Sacha est appuyé par le responsable syndical de FO qui attire l’attention sur une étude canadienne publiée dans la revue médicale britannique The Lancet. Elle démontre un lien entre le sous-effectif en personnel soignant et les décès dans les services. Bien que le candidat Macron avait promis que l’hôpital aurait de « vrais moyens supplémentaires », les économies se poursuivent sous son quinquennat.

« Une logique de business plan »

Ce modèle de « l’hôpital-usine » est aussi fustigé par Frédéric Pierru, sociologue spécialiste des questions de santé publique dans un entretien à Marianne dès 2017 :

« C’est une logique de business plan. On vous met des moyens là où il y a de l’activité. Un hôpital performant c’est un hôpital pensé pour produire des soins à flux tendus. »

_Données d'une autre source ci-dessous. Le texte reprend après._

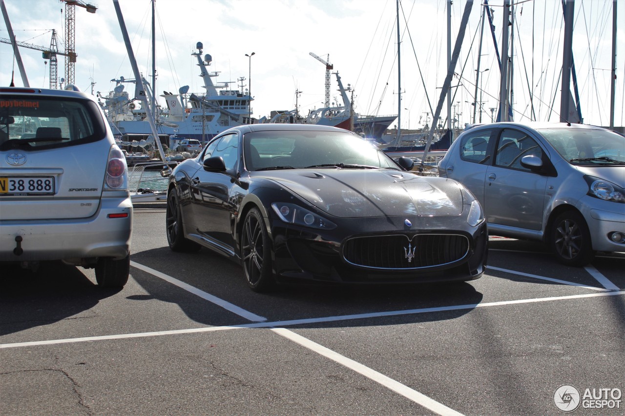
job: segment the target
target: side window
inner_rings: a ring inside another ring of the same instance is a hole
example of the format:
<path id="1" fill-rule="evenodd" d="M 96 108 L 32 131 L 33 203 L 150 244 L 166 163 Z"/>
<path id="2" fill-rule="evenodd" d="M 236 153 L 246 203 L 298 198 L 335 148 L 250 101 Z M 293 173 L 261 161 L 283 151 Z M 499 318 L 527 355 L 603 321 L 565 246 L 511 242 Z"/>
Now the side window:
<path id="1" fill-rule="evenodd" d="M 495 164 L 529 172 L 521 164 L 523 156 L 542 157 L 542 149 L 534 139 L 522 132 L 506 129 L 501 132 L 495 156 Z"/>
<path id="2" fill-rule="evenodd" d="M 226 169 L 233 171 L 236 169 L 239 159 L 239 136 L 236 134 L 224 136 L 219 141 L 213 156 L 221 156 L 226 164 Z"/>
<path id="3" fill-rule="evenodd" d="M 488 161 L 487 151 L 492 131 L 491 129 L 481 130 L 463 136 L 460 142 L 461 159 L 474 163 Z"/>

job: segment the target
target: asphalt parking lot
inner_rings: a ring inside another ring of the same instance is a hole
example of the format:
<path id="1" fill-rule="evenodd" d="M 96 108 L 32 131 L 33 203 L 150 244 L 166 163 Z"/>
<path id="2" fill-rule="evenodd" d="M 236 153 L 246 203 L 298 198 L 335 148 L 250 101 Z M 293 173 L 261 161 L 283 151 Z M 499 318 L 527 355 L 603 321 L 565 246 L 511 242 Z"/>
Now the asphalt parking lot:
<path id="1" fill-rule="evenodd" d="M 492 237 L 468 283 L 259 294 L 208 250 L 170 251 L 159 207 L 136 207 L 121 290 L 2 270 L 0 414 L 625 414 L 622 254 L 566 267 Z"/>

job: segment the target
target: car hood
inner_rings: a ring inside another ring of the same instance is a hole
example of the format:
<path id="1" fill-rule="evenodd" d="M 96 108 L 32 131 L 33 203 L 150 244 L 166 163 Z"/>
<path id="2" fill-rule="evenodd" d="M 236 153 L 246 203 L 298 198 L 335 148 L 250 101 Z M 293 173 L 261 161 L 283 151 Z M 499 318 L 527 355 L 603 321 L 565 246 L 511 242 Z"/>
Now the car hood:
<path id="1" fill-rule="evenodd" d="M 584 175 L 601 178 L 625 187 L 625 166 L 576 166 Z"/>
<path id="2" fill-rule="evenodd" d="M 335 217 L 458 215 L 462 212 L 461 186 L 452 179 L 390 169 L 298 169 L 263 174 Z"/>

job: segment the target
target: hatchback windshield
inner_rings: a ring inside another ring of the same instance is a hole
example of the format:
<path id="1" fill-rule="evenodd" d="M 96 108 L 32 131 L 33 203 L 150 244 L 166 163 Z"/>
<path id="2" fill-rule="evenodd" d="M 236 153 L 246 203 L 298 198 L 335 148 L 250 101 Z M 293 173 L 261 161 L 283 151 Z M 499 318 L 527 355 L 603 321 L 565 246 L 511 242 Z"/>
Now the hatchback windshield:
<path id="1" fill-rule="evenodd" d="M 342 132 L 254 132 L 245 135 L 244 149 L 249 171 L 337 165 L 398 169 L 384 152 Z"/>
<path id="2" fill-rule="evenodd" d="M 625 163 L 625 137 L 607 130 L 541 129 L 540 133 L 573 164 Z"/>
<path id="3" fill-rule="evenodd" d="M 29 150 L 93 141 L 105 137 L 97 105 L 88 100 L 0 99 L 0 149 Z"/>

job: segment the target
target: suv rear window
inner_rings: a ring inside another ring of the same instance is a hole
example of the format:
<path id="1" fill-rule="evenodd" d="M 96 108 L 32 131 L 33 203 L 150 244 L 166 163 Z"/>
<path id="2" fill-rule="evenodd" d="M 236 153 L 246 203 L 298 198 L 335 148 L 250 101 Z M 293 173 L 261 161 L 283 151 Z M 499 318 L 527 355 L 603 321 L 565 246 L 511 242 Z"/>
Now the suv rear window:
<path id="1" fill-rule="evenodd" d="M 62 147 L 106 137 L 98 105 L 62 97 L 0 96 L 0 150 Z"/>

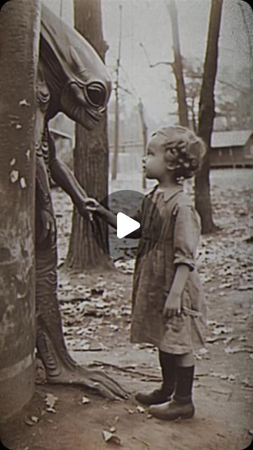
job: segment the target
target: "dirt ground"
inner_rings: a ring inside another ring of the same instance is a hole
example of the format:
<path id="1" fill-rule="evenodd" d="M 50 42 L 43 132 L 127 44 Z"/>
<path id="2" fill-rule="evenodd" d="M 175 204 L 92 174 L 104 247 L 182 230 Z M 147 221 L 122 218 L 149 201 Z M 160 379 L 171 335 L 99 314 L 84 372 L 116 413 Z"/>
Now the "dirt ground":
<path id="1" fill-rule="evenodd" d="M 220 228 L 217 233 L 202 237 L 198 257 L 209 315 L 206 348 L 196 355 L 196 413 L 192 419 L 172 423 L 149 417 L 147 409 L 138 407 L 134 399 L 138 390 L 150 391 L 159 385 L 160 371 L 156 349 L 129 343 L 132 263 L 110 272 L 67 272 L 62 264 L 67 250 L 71 204 L 60 190 L 54 191 L 59 300 L 70 352 L 80 363 L 113 376 L 131 395 L 127 401 L 112 401 L 82 387 L 36 384 L 29 404 L 1 425 L 0 435 L 7 447 L 109 450 L 121 448 L 117 438 L 125 450 L 240 450 L 249 445 L 253 436 L 252 184 L 249 170 L 212 174 L 214 218 Z M 112 188 L 125 185 L 118 182 Z M 86 403 L 83 397 L 90 401 Z M 46 399 L 51 399 L 51 408 Z M 106 442 L 103 431 L 116 436 L 114 442 Z"/>

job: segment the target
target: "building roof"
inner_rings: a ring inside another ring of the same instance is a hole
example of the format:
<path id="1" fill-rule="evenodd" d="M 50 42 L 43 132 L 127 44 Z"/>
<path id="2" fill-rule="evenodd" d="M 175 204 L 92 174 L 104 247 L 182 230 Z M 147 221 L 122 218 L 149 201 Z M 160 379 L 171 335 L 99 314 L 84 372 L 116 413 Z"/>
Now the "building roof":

Des tarifs sont attribués aux patients selon leur pathologie

Pour Christian Prud’homme comme pour Frédéric Pierru, cette situation est issue d’un nouveau mode de financement de l’hôpital public mis en place depuis 2004 : la tarification à l’activité (T2A) couplée à des mesures d’économies. Le prix de chaque activité est fixé tous les ans par le ministère de la Santé. Avant cela, les hôpitaux étaient dotés d’une enveloppe de fonctionnement annuelle et limitée.

Frédéric Pierru explique les conséquences de cette politique :

« Dès qu’un patient entre à l’hôpital, il est classé selon sa pathologie, dans ce qu’on appelle un GHM (groupe homogène de malades). Il est ainsi rangé dans une catégorie à laquelle on a attribué un tarif (ce tarif est le même pour tous les hôpitaux et résulte d’un calcul statistique sur une trentaine d’hôpitaux-témoins). Résultat : on a créé un pseudo-marché. »

Pour les soignants hospitaliers, chaque geste compte.

Le 14 janvier 2020, quelques semaines avant le pic épidémique, en France 1 200 médecins hospitaliers démissionnent de leurs fonctions administratives. Ils dénoncent le manque d’investissement dans les hôpitaux et alertent sur la sécurité des patients.

Sacha regrette que « même cette mobilisation » n’ait pas eu d’écho politique. Il attend désormais la suite :

« Les autorités seront obligées de nous accorder quelque chose. L’enjeu après cette crise sera de réussir à communiquer sur nos problèmes structurels. Il faudra faire en sorte que ça ne soit pas une bouchée de pain et que tout le monde oublie après. On ne devrait pas avoir à quémander comme ça. L’hôpital sauve des vies tous les jours. »

Le gouvernement a débuté lundi 25 mai une concertation appelée « Ségur de la Santé », du nom de l’avenue où se trouve le ministère. Elle doit déboucher sur des décisions pour les hôpitaux « en juillet ».